My grandfather died just before he turned eighty of some sort of cancer. He had smoked a pipe his whole adult life. I was kept pretty far away from him in his last months. I think they were trying to protect me from witnessing the trauma of his decline. I think even he felt that way.
My grandparents’ house was on Hamilton Boulevard in Kenmore near Delaware, which brings us to the ghostly story. The house had an intricate design, a marble fireplace, a bungalow roof, and a welcoming back porch always used as the dining room. Not huge but really cool. I slept upstairs plenty of nights there as a kid. My grandmother left a light on in the upstairs bathroom in case I got scared at night, and my grandfather always snuck up and turned it off after I fell asleep.
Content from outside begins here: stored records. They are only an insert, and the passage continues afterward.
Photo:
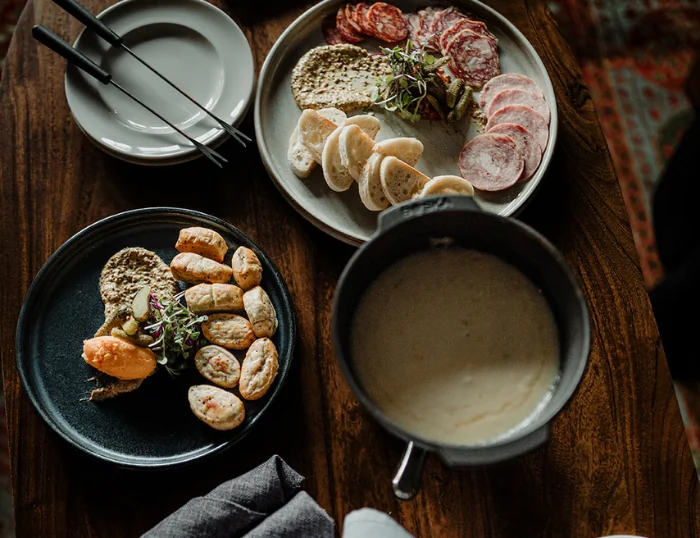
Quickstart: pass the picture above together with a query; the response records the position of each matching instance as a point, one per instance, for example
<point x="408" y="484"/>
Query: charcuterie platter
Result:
<point x="361" y="106"/>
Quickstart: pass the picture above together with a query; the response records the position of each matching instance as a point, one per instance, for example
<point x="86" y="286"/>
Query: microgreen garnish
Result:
<point x="176" y="331"/>
<point x="405" y="90"/>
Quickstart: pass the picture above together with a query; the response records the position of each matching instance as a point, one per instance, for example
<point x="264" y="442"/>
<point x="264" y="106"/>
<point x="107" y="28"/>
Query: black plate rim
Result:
<point x="167" y="463"/>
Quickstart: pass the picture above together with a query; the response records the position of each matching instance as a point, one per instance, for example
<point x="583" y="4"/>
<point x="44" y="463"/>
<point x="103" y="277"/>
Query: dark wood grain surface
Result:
<point x="618" y="460"/>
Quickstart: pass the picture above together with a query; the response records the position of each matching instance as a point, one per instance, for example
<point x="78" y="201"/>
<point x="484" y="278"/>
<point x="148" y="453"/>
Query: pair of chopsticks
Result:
<point x="49" y="39"/>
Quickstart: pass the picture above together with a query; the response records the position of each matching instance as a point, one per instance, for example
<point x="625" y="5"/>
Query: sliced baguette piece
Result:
<point x="314" y="129"/>
<point x="400" y="181"/>
<point x="447" y="185"/>
<point x="407" y="150"/>
<point x="336" y="115"/>
<point x="337" y="175"/>
<point x="370" y="184"/>
<point x="355" y="149"/>
<point x="369" y="124"/>
<point x="300" y="158"/>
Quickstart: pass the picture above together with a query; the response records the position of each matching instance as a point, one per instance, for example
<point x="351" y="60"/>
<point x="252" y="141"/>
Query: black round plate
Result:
<point x="152" y="427"/>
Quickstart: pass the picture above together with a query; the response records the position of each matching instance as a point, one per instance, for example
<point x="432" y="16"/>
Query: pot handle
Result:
<point x="494" y="454"/>
<point x="406" y="481"/>
<point x="421" y="206"/>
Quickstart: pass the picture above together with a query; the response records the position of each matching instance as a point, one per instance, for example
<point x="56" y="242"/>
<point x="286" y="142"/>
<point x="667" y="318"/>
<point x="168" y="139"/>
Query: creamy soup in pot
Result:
<point x="455" y="346"/>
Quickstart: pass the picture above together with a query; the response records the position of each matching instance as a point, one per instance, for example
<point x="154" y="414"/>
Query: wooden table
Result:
<point x="618" y="460"/>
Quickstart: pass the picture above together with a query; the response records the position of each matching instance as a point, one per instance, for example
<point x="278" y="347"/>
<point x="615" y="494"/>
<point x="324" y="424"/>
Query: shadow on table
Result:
<point x="251" y="13"/>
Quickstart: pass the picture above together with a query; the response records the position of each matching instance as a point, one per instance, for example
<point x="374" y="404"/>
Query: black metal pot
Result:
<point x="421" y="224"/>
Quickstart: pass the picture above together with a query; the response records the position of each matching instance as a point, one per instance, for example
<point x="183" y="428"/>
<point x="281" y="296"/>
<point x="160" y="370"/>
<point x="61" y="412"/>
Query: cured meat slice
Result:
<point x="361" y="17"/>
<point x="426" y="18"/>
<point x="525" y="117"/>
<point x="330" y="31"/>
<point x="534" y="100"/>
<point x="431" y="30"/>
<point x="445" y="19"/>
<point x="387" y="22"/>
<point x="526" y="143"/>
<point x="508" y="81"/>
<point x="464" y="24"/>
<point x="474" y="58"/>
<point x="346" y="31"/>
<point x="350" y="15"/>
<point x="414" y="24"/>
<point x="491" y="162"/>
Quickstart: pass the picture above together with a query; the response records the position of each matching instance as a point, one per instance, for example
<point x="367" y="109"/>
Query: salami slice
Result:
<point x="361" y="12"/>
<point x="387" y="22"/>
<point x="491" y="162"/>
<point x="346" y="31"/>
<point x="508" y="81"/>
<point x="350" y="10"/>
<point x="330" y="31"/>
<point x="525" y="117"/>
<point x="474" y="58"/>
<point x="431" y="30"/>
<point x="444" y="19"/>
<point x="423" y="35"/>
<point x="414" y="24"/>
<point x="477" y="27"/>
<point x="526" y="143"/>
<point x="534" y="100"/>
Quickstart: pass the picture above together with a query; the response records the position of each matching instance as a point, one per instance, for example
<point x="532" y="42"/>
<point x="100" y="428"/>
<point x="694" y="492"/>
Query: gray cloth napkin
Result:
<point x="265" y="502"/>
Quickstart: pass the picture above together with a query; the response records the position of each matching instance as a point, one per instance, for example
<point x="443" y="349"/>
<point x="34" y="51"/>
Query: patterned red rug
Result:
<point x="635" y="56"/>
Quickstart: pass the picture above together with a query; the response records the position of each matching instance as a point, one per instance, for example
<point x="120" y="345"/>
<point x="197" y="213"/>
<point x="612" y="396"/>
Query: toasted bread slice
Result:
<point x="400" y="181"/>
<point x="336" y="115"/>
<point x="369" y="124"/>
<point x="407" y="150"/>
<point x="370" y="184"/>
<point x="314" y="129"/>
<point x="447" y="185"/>
<point x="355" y="149"/>
<point x="337" y="175"/>
<point x="300" y="158"/>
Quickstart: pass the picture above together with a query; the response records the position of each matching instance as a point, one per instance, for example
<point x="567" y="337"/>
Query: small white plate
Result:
<point x="195" y="45"/>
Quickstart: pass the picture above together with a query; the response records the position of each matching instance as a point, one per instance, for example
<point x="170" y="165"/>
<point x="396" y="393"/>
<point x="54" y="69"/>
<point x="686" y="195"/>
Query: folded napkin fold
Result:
<point x="265" y="502"/>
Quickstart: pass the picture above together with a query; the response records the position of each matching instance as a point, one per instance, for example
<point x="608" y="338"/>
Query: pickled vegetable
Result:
<point x="141" y="304"/>
<point x="436" y="105"/>
<point x="140" y="339"/>
<point x="130" y="326"/>
<point x="454" y="92"/>
<point x="462" y="106"/>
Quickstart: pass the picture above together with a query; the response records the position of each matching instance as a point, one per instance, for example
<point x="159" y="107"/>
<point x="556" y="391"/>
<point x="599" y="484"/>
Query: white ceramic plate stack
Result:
<point x="197" y="46"/>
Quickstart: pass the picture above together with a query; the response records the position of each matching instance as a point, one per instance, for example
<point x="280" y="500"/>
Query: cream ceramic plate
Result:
<point x="195" y="45"/>
<point x="342" y="214"/>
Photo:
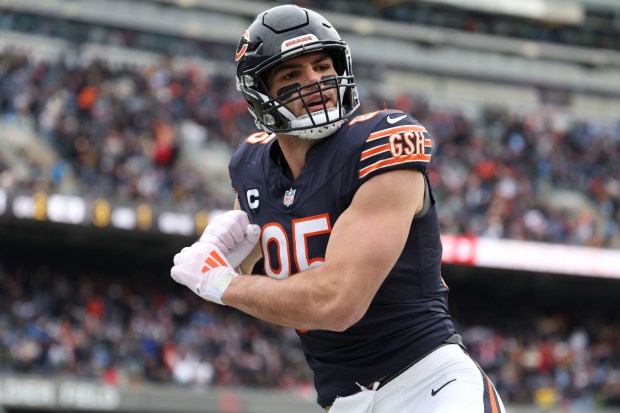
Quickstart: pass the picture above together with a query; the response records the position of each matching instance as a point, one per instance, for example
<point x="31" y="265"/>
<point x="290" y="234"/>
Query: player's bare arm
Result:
<point x="364" y="245"/>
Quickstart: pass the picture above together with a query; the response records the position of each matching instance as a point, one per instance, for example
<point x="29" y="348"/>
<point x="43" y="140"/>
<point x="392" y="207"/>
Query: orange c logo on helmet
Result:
<point x="243" y="45"/>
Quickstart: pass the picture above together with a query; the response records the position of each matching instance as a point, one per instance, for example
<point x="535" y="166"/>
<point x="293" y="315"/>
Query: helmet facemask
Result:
<point x="313" y="124"/>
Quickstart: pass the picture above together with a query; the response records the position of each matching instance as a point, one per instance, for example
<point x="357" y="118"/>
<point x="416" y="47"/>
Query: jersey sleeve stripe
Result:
<point x="374" y="151"/>
<point x="394" y="161"/>
<point x="398" y="129"/>
<point x="385" y="148"/>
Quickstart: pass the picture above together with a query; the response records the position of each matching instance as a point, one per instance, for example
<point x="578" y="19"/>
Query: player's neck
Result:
<point x="294" y="150"/>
He had that Depression-era resentment of wasting even a few cents of electricity.
My grandmother stayed in the house on Hamilton Boulevard for another few years, and I spent the occasional night there. I always left that light on in the upstairs bathroom and it was never on in the morning. I know my grandmother didn’t turn it off. The phenomenon was so remarkable that I actually started to look out for it. Always the same.
The house may still be active. Two owners since have believed that strongly enough to track me down and talk about. They found me easily based on my grandfather’s name in the deed and the type of books I write. They were actually curious about the source of the phenomena they encountered and called me to see if I could help.
I guess in the grand scheme it’s not impossible that some aspect of my grandfather’s essence, maybe a post-life instinct – some psychokinetic reflex of the living self – could still be with the house. I doubt he would show himself as a practical joker, which is what you get out of most physical manifestations. And as for that light that turns itself out overnight… If it’s still going on, I can’t even presume that Cappy’s behind the mojo, even if it is his old pattern. I doubt he’d worry much about electricity once his name was off the bill.
NOTE: The picture that goes with this is a shot of the crosspiece of my grandfather’s ceremonial Knights Templar sword. You can see his name etched onto it.